Version-Release number of selected component (if applicable):
tendrl-node-agent-3.0-alpha.10.el7scon.noarch
tendrl-commons-3.0-alpha.10.el7scon.noarch
tendrl-node-monitoring-3.0-alpha.6.el7scon.noarch

How reproducible:
100%

Steps to Reproduce:
1. Stop etcd on tendrl server
2. Start tendrl-node-monitoring on any machine
3. Wait till the node-monitoring logs 'Error connecting to central store (etcd), trying again...'
4. Wait a while and start etcd on tendrl server

Actual results:
tendrl-node-monitoring repeatedly logs 'Error connecting to central store (etcd), trying again...' without much delay and without any new line.
If we wait a long before we start etcd on server, tendrl-node-monitoring doesn't end to log the failure even when the etcd is running again. Probably because there's too much of those messages buffered.
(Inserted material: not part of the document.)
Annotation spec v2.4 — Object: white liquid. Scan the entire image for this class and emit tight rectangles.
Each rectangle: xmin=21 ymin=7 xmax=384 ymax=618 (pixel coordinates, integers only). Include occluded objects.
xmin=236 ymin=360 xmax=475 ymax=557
Because of that no new messages from tendrl-node-monitoring are logged for a long time.

Expected results:
tendrl-node-monitoring should periodically check if the connection is available. However there should be some sleep and probably just first note about that could be enough. The message should end with newline character.

Additional info:
Restart of the tendrl-node-monitoring fix the issue when etcd is running.

Comment 4 Shubhendu Tripathi 2018-11-19 05:40:29 UTC
This product is EOL now